Rendre public et accessibles nos échanges, nos agendas et nos prises de notes devient donc un enjeu majeur pour éviter l’asymétrie de l’information qui crée des rumeurs et des angoisses.
L’objectif, c’est de permettre à chacun, en autonomie, de pouvoir comprendre ce qu’il se passe, comment les décisions sont prises et la manière qu’ils ont de contribuer.
Tous les logiciels d’agenda et tous les intranets permettent cette transparence, alors faisons confiance et ouvrons tout.
Réduisons le délai entre le moment où un doute pourrait se propager et celui où nous sommes en capacité de répondre en nous rendant très disponible et multipliant les canaux de collecte de questions et avis.

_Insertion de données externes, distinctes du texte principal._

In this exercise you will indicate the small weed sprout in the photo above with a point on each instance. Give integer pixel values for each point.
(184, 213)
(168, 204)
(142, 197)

Et si on promouvait des signes visibles de confiance et d’ouverture ?
Invitons nos collaborateurs à parler, prenons le temps de les écouter et de répondre, quitte à avouer que nous ne savons pas toujours. Partageons et faisons remonter les problèmes et les doutes.
Si les premières fois vont être intenses, c’est sans doute car elles auraient dû arriver plus tôt. Si au contraire elles sont très calmes, c’est que la peur ou le désengagement sont déjà là, et qu’il va falloir mettre les bouchées doubles.

Nous avons une occasion unique d’évaluer et régler notre dette managériale

Dans quelques semaines, nous rentrerons au bureau avec des convictions et des doutes.
Ce que des collaborateurs pensaient tout bas ou ne mesuraient pas pleinement va se transformer en certitudes ou frustrations.

Forts de ces constats, il y a plusieurs risques.
Certains profils pourraient se mettre en quête d’un employeur favorisant l’autonomie.
Des managers pourraient se voir remis en cause par leurs équipes, faute d’expertise.
Des valeurs d’entreprises affichées pourraient se révéler loin de l’épreuve des faits.

En tant que dirigeants et managers, nous avons une occasion unique de montrer que nous écoutons, et agissons.
L’ère de la reprise gagnera à être suivie de quelques réformes si nous souhaitons rendre nos organisations résilientes et pérennes.
Nous avons du temps, profitons-en pour prendre du recul et accélérer ce qui avait sans doute déjà été initié.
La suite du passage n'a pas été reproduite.